Son aylarda Batılı ülkeler, eski rejimi hedef alan ağır yaptırımlarla karşı karşıya kalan Suriye ile ilişkileri yeniden başlatmaya çalıştı.
Kaynak, AFP
ABD Başkanı Donald Trump, Haziran ayı sonunda ülkesinin Suriye’ye yönelik yaptırımlarına resmen son veren bir kararname imzaladı.
Beyaz Saray’dan yapılan açıklamada, bu hamlenin “istikrar ve barışa giden yolu” destekleme amaçlı olduğu belirtildi.
Açıklamada, Amerikan yönetiminin yeni Suriye hükümetinin “İsrail ile ilişkilerin normalleştirilmesi yönünde somut adımlar atması”, “yabancı teröristlerle mücadele edilmesi” ve “Filistinli terör örgütlerinin yasaklanması” gibi eylemlerini izleyeceği de belirtildi.
Suriye Dışişleri Bakanı Esad Hasan eş-Şeybani, ABD’nin yaptırımları kaldırmasının “ekonomik iyileşmenin önündeki engeli kaldıracağını” ve ülkesini uluslararası topluma açacağını söyledi.
Suriye 4 Temmuz’da İsrail ile 1974 yılında imzalanan Kuvvetlerin Ayrıştırılması Anlaşması’nın yeniden uygulanması için ABD ile işbirliği yapmaya hazır olduğunu açıkladı.
İngiltere Dışişleri Bakanı David Lammy de hafta sonu Suriye’yi ziyaret ederek 14 yıl sonra ülkeye giden ilk İngiliz bakan oldu.
Lammy, eş-Şara ile bir araya geldi ve Suriye’nin uzun vadede toparlanmasını ve Suriyeli mültecilere yardım eden ülkeleri desteklemeyi amaçlayan 94,5 milyon -sterlinlik ek destek paketi açıkladı.
İngiltere daha önce Suriye’nin savunma ve içişleri bakanlıklarına yönelik yaptırımları kaldırmıştı.
Esad rejimi 13 yıl süren yıkıcı iç savaşın ardından devrildiğinde Suriye nüfusunun yüzde 90’ı yoksulluk sınırının altındaydı.
Eş-Şara yeni bir Suriye vaat etti ancak ülkede yeni hükümetin nasıl çalıştığına dair endişeler var. Bazıları da radikal geçmişi nedeniyle eş-Şara’ya şüpheyle bakıyor.
Bugüne kadar hükümete sadece bir kadın bakan atandı ve eş-Şara neredeyse diğer tüm atamaları doğrudan kendisi yaptı.
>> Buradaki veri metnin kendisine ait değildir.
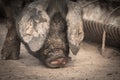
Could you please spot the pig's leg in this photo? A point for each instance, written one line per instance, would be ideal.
(56, 49)
(11, 47)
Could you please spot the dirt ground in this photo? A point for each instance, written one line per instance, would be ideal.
(88, 64)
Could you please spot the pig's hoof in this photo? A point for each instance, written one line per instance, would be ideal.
(56, 60)
(9, 54)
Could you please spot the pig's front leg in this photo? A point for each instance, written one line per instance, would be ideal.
(11, 47)
(56, 49)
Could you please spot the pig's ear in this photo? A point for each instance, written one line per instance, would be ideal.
(33, 26)
(75, 26)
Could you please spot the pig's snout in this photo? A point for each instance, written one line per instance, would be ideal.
(56, 59)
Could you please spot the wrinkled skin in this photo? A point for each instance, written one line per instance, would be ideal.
(48, 20)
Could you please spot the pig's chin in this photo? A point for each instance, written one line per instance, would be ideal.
(56, 59)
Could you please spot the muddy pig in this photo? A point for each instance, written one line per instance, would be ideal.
(48, 29)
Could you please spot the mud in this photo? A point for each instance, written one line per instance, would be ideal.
(89, 64)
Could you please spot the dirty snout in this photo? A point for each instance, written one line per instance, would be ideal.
(56, 58)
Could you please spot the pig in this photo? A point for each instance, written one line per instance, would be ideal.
(49, 29)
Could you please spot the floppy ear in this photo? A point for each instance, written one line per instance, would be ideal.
(33, 25)
(75, 26)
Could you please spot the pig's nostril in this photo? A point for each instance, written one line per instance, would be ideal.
(57, 63)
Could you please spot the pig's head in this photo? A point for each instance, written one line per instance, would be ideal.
(49, 36)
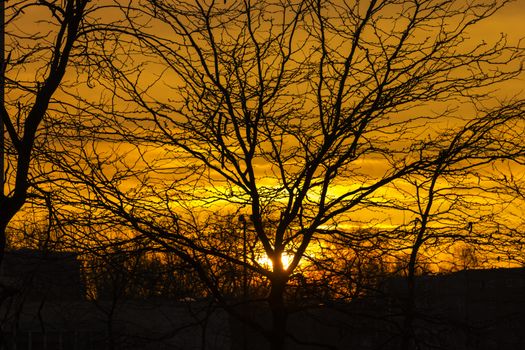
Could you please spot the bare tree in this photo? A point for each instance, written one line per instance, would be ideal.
(298, 115)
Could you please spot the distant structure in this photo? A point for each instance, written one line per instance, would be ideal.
(41, 275)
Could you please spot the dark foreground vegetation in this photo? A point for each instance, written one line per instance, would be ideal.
(274, 174)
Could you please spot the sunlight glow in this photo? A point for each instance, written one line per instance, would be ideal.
(266, 262)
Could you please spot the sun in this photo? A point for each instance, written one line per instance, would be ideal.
(266, 262)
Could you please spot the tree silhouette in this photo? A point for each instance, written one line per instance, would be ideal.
(299, 115)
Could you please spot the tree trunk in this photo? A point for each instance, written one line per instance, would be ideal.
(279, 314)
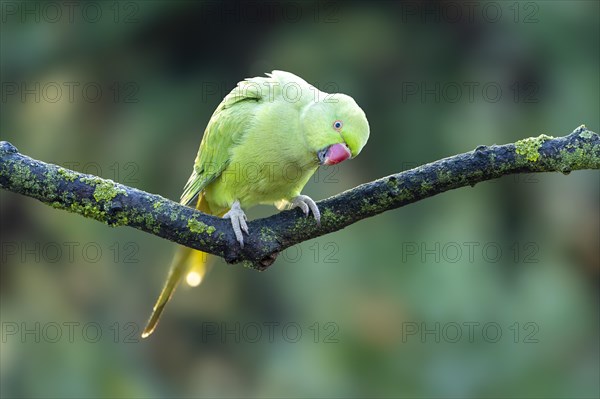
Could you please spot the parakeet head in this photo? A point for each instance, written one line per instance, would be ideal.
(336, 128)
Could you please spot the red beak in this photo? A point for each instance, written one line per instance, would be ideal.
(335, 153)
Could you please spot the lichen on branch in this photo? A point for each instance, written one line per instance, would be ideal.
(118, 205)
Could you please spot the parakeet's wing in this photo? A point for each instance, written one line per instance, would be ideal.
(224, 131)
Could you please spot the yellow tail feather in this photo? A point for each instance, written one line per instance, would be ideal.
(186, 262)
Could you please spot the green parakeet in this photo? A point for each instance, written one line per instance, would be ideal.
(261, 146)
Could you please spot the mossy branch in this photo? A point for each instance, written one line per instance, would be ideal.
(119, 205)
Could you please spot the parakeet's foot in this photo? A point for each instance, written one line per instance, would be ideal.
(306, 203)
(238, 221)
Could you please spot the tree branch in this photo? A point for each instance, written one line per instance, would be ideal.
(119, 205)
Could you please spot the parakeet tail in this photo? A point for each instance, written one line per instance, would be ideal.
(186, 262)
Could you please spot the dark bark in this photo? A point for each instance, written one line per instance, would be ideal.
(119, 205)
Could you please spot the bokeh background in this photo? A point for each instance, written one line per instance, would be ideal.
(490, 291)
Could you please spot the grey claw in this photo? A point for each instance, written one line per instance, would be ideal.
(238, 221)
(306, 203)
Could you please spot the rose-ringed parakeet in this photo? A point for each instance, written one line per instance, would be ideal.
(261, 146)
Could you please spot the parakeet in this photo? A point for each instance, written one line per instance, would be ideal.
(261, 146)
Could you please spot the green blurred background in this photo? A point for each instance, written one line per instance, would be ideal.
(489, 291)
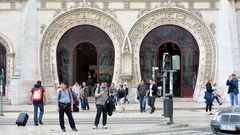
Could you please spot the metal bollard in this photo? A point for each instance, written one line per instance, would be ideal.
(168, 107)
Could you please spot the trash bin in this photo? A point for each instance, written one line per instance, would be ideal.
(168, 105)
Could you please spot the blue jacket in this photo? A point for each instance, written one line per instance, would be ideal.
(233, 86)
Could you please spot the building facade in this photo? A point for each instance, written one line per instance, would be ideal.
(122, 41)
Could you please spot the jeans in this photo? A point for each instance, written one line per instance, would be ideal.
(233, 98)
(101, 109)
(216, 97)
(208, 107)
(84, 103)
(152, 102)
(64, 108)
(142, 101)
(37, 105)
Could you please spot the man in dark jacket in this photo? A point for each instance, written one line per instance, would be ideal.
(232, 82)
(142, 93)
(152, 95)
(38, 99)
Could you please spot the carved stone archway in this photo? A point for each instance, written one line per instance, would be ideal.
(10, 61)
(189, 21)
(68, 20)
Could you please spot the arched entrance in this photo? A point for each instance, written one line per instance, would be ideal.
(3, 64)
(168, 14)
(80, 54)
(85, 57)
(61, 25)
(170, 47)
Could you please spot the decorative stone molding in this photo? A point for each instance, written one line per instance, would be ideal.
(183, 18)
(57, 12)
(213, 28)
(42, 28)
(168, 4)
(68, 20)
(10, 57)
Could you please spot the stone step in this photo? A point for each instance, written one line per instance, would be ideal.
(5, 101)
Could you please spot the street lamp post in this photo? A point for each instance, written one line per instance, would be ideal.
(1, 92)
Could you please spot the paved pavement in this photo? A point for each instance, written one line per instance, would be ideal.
(189, 119)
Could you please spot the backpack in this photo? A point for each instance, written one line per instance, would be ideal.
(37, 94)
(60, 95)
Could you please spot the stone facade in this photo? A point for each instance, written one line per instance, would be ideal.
(31, 29)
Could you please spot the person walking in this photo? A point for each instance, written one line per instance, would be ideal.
(142, 91)
(152, 95)
(121, 97)
(216, 94)
(233, 91)
(85, 96)
(113, 93)
(126, 91)
(64, 102)
(209, 97)
(101, 95)
(75, 100)
(38, 99)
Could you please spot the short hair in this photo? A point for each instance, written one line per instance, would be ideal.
(63, 82)
(39, 82)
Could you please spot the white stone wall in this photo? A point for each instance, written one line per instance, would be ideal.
(25, 29)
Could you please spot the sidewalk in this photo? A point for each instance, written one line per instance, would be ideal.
(189, 119)
(178, 104)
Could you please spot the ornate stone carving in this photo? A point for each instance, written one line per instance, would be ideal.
(42, 28)
(213, 28)
(10, 56)
(68, 20)
(56, 13)
(183, 18)
(161, 5)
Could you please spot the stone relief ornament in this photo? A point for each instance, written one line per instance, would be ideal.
(68, 20)
(10, 56)
(213, 28)
(42, 28)
(161, 5)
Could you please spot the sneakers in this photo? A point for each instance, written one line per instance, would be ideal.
(104, 127)
(74, 129)
(95, 127)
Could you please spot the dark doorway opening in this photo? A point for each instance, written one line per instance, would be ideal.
(169, 58)
(83, 51)
(86, 62)
(3, 63)
(166, 44)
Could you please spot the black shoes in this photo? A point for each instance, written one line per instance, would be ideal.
(151, 112)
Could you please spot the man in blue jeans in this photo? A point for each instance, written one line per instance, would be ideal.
(101, 94)
(38, 99)
(142, 93)
(232, 82)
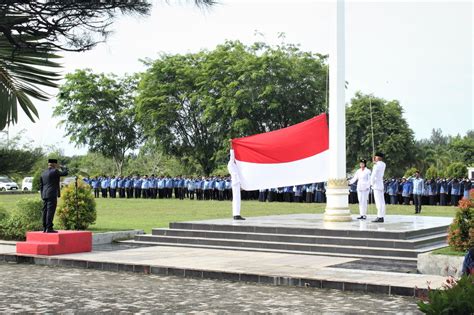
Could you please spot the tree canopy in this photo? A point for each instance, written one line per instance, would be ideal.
(392, 135)
(33, 32)
(192, 104)
(98, 111)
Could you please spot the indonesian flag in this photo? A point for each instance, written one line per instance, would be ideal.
(295, 155)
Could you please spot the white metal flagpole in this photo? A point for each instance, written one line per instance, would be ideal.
(337, 207)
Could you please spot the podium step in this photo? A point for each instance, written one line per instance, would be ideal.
(63, 242)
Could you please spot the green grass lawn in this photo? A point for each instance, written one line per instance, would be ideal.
(126, 214)
(448, 251)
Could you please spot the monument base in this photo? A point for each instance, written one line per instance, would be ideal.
(63, 242)
(337, 209)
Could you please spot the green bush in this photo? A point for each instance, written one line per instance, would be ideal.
(66, 213)
(4, 214)
(461, 231)
(36, 177)
(432, 172)
(25, 217)
(457, 169)
(455, 298)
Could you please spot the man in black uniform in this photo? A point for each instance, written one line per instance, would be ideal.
(50, 191)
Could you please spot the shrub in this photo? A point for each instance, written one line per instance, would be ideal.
(431, 172)
(461, 231)
(4, 214)
(86, 211)
(454, 298)
(36, 177)
(26, 217)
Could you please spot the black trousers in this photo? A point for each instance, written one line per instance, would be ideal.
(138, 192)
(417, 201)
(49, 208)
(442, 199)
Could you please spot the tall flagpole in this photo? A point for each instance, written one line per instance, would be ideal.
(337, 207)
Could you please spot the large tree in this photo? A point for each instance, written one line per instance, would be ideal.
(391, 132)
(31, 32)
(98, 112)
(193, 104)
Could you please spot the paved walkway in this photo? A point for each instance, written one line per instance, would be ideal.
(232, 262)
(42, 289)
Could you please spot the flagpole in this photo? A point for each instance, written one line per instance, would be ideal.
(337, 207)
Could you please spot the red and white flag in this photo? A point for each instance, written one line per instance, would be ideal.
(295, 155)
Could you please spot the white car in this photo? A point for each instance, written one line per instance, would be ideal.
(27, 183)
(7, 184)
(66, 181)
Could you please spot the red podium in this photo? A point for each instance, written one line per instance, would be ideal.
(63, 242)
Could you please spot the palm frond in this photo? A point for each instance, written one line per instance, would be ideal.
(22, 72)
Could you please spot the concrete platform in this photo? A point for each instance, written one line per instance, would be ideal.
(265, 268)
(288, 250)
(393, 223)
(400, 238)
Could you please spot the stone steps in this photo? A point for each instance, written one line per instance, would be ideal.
(305, 234)
(305, 239)
(362, 233)
(318, 249)
(395, 259)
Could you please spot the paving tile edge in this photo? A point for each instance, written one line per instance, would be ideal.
(215, 275)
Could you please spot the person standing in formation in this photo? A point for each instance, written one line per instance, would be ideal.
(50, 191)
(376, 180)
(418, 189)
(362, 177)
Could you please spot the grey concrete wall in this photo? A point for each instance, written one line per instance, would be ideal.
(109, 237)
(442, 265)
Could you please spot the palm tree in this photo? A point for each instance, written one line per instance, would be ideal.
(22, 70)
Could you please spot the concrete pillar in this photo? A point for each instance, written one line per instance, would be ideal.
(337, 207)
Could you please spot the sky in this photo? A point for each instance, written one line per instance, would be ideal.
(417, 52)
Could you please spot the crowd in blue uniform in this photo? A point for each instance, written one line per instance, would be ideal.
(441, 191)
(153, 187)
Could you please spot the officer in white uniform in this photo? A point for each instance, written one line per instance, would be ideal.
(362, 176)
(376, 180)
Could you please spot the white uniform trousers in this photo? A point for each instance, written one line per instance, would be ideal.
(363, 196)
(236, 200)
(379, 202)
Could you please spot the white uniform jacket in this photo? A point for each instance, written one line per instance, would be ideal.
(363, 179)
(376, 179)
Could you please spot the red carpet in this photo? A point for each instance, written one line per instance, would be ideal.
(63, 242)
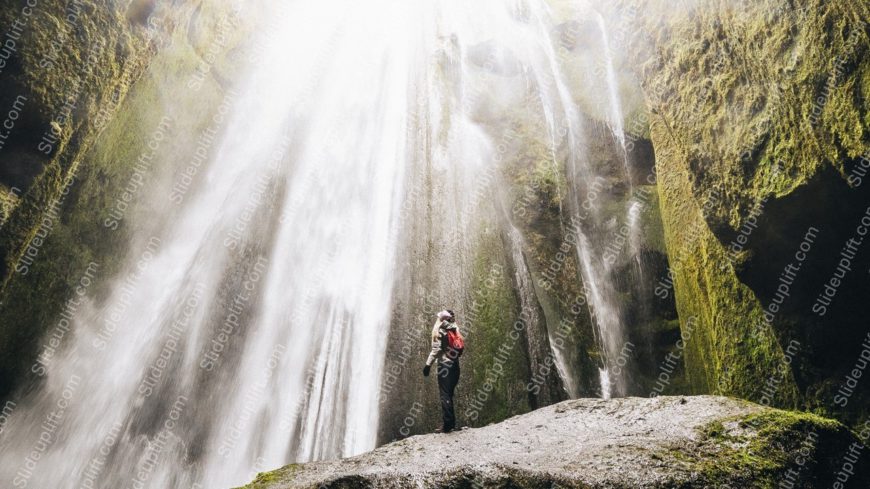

Suriye’de son aylarda azınlıklara yönelik çok sayıda saldırı da düzenlendi.
Mart ayında yeni güvenlik güçleri ile Esad yanlıları arasında çıkan çatışmalarda azınlıktaki Alevilerden yüzlerce sivil öldürüldü.
Nisan ayında İslamcı silahlı gruplar, güvenlik güçleri ve Dürzi azınlığa mensup savaşçılar arasında ölümcül çatışmalar yaşandı.
Haziran ayında ise Suriye’nin başkenti Şam’da bir kiliseye düzenlenen intihar saldırısında en az 25 kişi öldü.